Ivy Compton-Burnett, A House and its Head - coverDuncan Edgeworth is the most interesting character in a novel full of them. He’s a monster – straight out of her usual pool of Jacobean revenge-tragedy nasties. “He behaved like a god,” one of his daughters says at one point, part in awe, part rancorously. “He is always a martyr and a ruler,” is another description of him near the end.

In the opening chapter he starts in a minor way to show his tyrannical, oppressive control of his family: of his downtrodden wife Ellen, two spirited daughters who rebel as far as they dare, but ultimately succumb to his bullying, and of his more courageous and rebellious nephew, Grant, who for a while looks like he’ll be the one to refuse to be constrained by Duncan, but turns out to be just a self-serving, shallow hedonist.

First, he berates innocent, timorous Ellen for the tardiness in coming down to breakfast of the younger generation – as if it’s her fault. When they finally appear, his sarcasm is vicious. It’s Christmas day, and they open their presents. Grant’s is a book ‘inimical to the faith of the day’ that Duncan disapproves of: ‘on every page there is poison’. Presumably it’s Darwin. Duncan places it on the fire to burn. When elder daughter Nance mildly objects (‘Oh, Father, really!’), this is his characteristically venomous response:

“Really? Yes, really, Nance. I shall really do my best to guide you – to force you, if it must be, into the way you must go. I would not face the consequences of doing otherwise.”

“Would not the consequences be more widely distributed?”

“I shall really do what I can to achieve it,” went on Duncan, as if he had not heard, “and I trust it will not be impossible. I do not do it in my own strength.”

His coercive control here is revealed as a combination of patriarchal laying down of the law (i.e. his), personal attack on what he sees as heinous moral turpitude in those around him, and ridiculing of the linguistic-semantic shortcomings, as he pedantically represents them, of his victims’ attempts verbally to resist his strictures and oppressive behaviour.

As always, it’s the brilliantly contrived dialogue that’s the main vehicle for ICB’s mordant, witty take on the corrosive nature of this privileged, borderline deranged cast of characters. She makes little attempt at the usual novelistic technique of presenting what’s meant to be naturalistic dialogue (it never is, even in writers noted for their “realistic” dialogue; it’s always a literary contrivance), and this heightens the sense of artificiality, pomposity and egotism in the characters who deliver the dialogue.

Here’s Duncan still being cruel to Nance near the end of the novel, when her friend Cassie has called to announce the death of her mother:

“Nance, here is Cassie, out of sorts and out of heart. So listen to her, and let her talk herself out. She hasn’t come to you, for you to be of no good to her. See you are of some use as a woman, as you can be of none as anything else.”

So accustomed (and cowed) are the others in his house to this kind of casual unpleasantness that his comment receives no response.

The plot enables ICB to show the nastiness and defects in her characters in full flow: there are many deaths, an infanticide, incest and adultery – plenty for the salacious gossips in the village to indulge in.
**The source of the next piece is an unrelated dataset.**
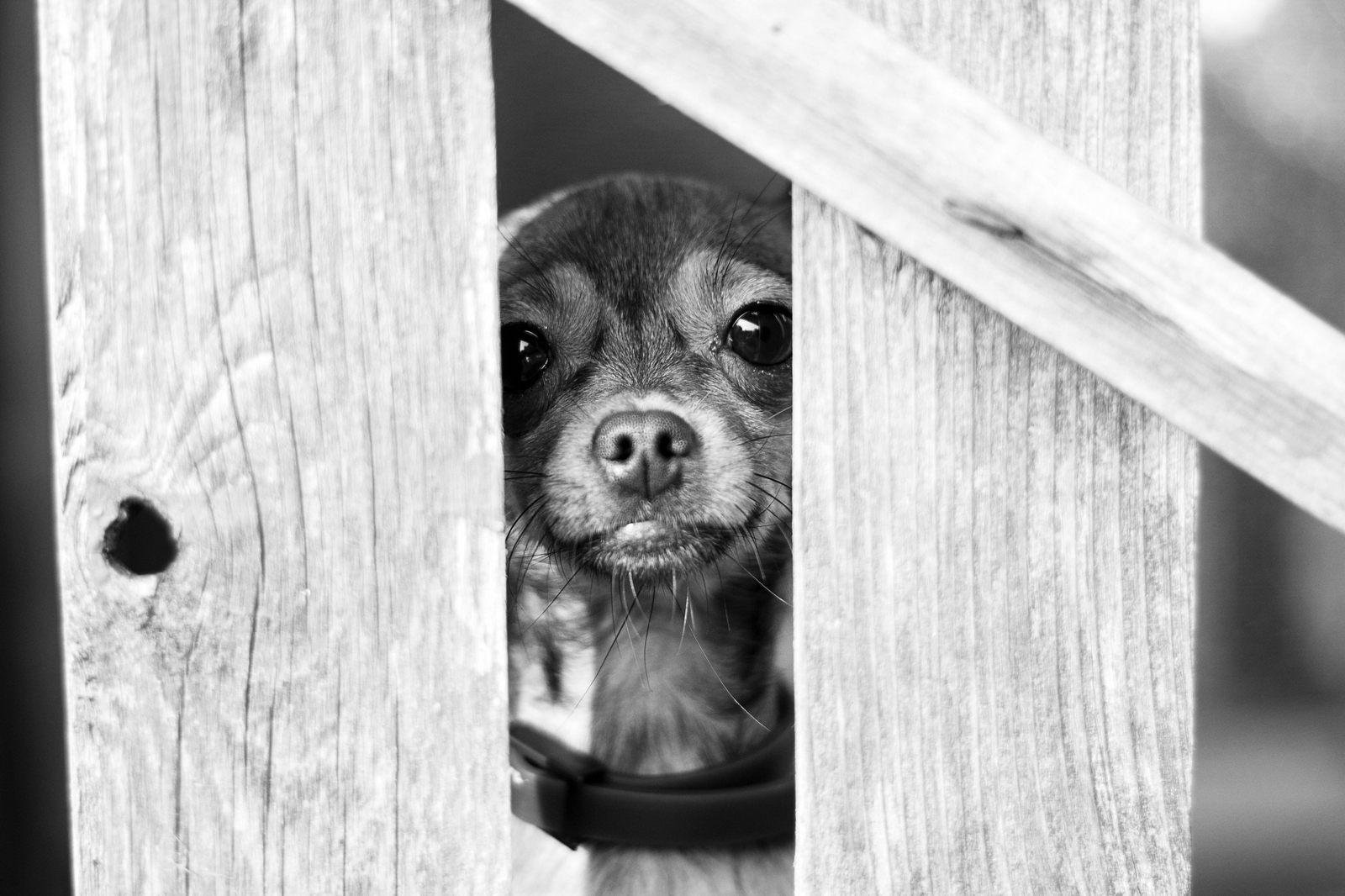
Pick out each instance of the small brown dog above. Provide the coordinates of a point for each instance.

See what I mean about Jacobean tragedy? Oh, and there’s an insulting marriage proposal that Trollope would have been proud of (“you and I would be a charming couple”, the young woman is told by her would-be husband, whereas if he married her sister, who had just turned him down, they would have made “such an awkward pair”. How could anyone resist this charmer?)

It’s never easy to read a Compton-Burnett novel: the style is arch and dense, and it’s necessary for the reader to keep alert as multiple characters converse with minimal identification of who says what. But she’s well worth the effort.

Scott at his Minor Moderns blog wrote a perceptive, more detailed account of this novel (I liked his summary of it as a modernist Gothic comedy), with a useful biographical portrait of the author.